Morales did not say whether he would order DEA staff to leave Bolivia, as coca-growers have asked him to do. The growers had already forced officials of the US Agency for International Development to halt their operations in two provinces where the aid agency was seeking to help growers find alternatives to raising coca.
"We reject the accusation that DEA or any other part of the US government supported the opposition or conspired against the Bolivian government," US State Department spokesman Karl Duckworth told AFP.
"These accusations are false and absurd and we deny them. We value our relationship with the Bolivian security forces in combatting narcotics production and trafficking," he said.

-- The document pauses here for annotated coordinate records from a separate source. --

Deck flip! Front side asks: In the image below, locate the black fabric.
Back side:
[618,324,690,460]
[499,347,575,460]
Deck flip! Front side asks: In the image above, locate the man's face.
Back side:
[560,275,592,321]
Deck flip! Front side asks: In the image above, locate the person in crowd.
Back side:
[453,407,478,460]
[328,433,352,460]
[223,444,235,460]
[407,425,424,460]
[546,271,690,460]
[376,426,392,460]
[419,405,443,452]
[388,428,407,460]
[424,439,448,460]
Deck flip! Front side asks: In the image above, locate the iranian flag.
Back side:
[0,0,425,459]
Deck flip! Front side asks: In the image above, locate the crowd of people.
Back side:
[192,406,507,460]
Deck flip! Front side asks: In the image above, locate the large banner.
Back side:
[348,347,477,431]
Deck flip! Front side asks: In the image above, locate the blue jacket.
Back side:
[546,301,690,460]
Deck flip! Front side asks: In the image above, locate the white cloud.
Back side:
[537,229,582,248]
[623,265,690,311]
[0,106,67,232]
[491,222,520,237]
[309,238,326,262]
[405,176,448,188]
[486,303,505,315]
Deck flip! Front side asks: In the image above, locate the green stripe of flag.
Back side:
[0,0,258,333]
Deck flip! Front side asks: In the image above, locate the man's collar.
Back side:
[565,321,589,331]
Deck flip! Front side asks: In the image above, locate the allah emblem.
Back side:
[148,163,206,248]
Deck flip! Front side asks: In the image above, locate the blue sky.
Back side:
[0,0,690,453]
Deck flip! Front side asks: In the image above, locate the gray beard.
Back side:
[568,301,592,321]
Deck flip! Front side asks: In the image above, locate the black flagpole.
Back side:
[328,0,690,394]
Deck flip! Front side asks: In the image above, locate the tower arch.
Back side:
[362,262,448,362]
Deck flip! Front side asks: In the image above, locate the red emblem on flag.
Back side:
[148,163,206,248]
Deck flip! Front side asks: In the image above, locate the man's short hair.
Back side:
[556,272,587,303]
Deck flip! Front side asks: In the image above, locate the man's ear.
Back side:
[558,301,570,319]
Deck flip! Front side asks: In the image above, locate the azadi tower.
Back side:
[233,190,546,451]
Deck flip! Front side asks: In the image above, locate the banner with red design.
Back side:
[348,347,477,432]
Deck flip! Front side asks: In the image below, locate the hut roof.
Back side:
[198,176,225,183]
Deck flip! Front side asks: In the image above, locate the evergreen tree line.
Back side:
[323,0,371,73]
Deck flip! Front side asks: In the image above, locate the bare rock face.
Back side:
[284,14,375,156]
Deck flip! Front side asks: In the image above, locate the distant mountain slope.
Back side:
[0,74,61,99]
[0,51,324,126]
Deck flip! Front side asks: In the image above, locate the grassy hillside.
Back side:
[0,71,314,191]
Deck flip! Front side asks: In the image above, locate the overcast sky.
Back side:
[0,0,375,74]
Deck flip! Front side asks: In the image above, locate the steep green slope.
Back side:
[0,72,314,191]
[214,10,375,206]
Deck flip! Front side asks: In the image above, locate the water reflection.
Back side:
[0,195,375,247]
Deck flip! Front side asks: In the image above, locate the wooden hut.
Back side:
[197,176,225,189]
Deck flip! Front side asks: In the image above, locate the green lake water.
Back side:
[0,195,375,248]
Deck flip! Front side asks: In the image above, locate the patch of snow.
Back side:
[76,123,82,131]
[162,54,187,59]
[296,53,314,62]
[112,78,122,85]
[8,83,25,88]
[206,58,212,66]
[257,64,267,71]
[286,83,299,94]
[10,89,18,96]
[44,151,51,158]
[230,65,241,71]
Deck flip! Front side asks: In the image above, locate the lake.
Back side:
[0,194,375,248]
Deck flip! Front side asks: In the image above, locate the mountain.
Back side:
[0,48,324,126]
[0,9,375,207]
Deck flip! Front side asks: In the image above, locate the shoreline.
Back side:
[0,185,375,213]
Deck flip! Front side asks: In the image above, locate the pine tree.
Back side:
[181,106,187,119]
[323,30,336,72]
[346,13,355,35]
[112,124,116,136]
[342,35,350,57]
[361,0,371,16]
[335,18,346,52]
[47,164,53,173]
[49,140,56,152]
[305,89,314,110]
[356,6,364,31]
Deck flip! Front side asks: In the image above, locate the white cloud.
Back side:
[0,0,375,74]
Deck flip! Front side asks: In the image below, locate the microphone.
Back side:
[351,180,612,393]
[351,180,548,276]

"Should US cooperation be ended, more narcotics will be produced and shipped from Bolivia. The corrupting effects, violence and tragedy which will result will mainly harm Bolivia as well as the principal consumers of Bolivian cocaine in the neighboring Latin American countries, Europe and West Africa."
The US embassy in Bolivia has also denied that DEA and USAID were conducting political work in the country.
In Washington, the DEA reacted swiftly to the Morales announcement.
"It's an unfortunate situation and an unfortunate decision on his part," DEA spokesman Garrison Courtney told AFP.
He added that there had been dialogue for the past three months with Bolivian officials over the future of the agency's work in the country, and acknowledged that the DEA was initially asked to leave a forward operating base.
Courtney would not be drawn on whether DEA believed Morales ordered the suspension as a result of Washington placing Bolivia on a blacklist of drug-transit or drug-producing countries in mid-September for failing to live up to their obligations to battle the narcotics trade.
"We have had a great working relationship with our counterparts there for over 30 years," he said.
President George W. Bush had written in a finding released September 16 that Bolivia joined Myanmar and Venezuela, which were already on the list in 2007, as countries that "failed demonstrably" in that regard.
Just five days before Bush put Bolivia on the blacklist, Morales had ordered the expulsion of the US ambassador, Philip Goldberg, after accusing him of encouraging division in the country by backing opposition figures.
In a briefing before leaving La Paz, Goldberg warned that Bolivia, which receives 100 million dollars a year in US aid to anti-drug efforts, could expect "serious consequences" for starting a diplomatic row with the United States.
Morales, Bolivia's first indigenous president, has served as the leader of the Bolivian coca-growers union. The coca plant, from which cocaine is derived, has many uses in traditional Andean culture.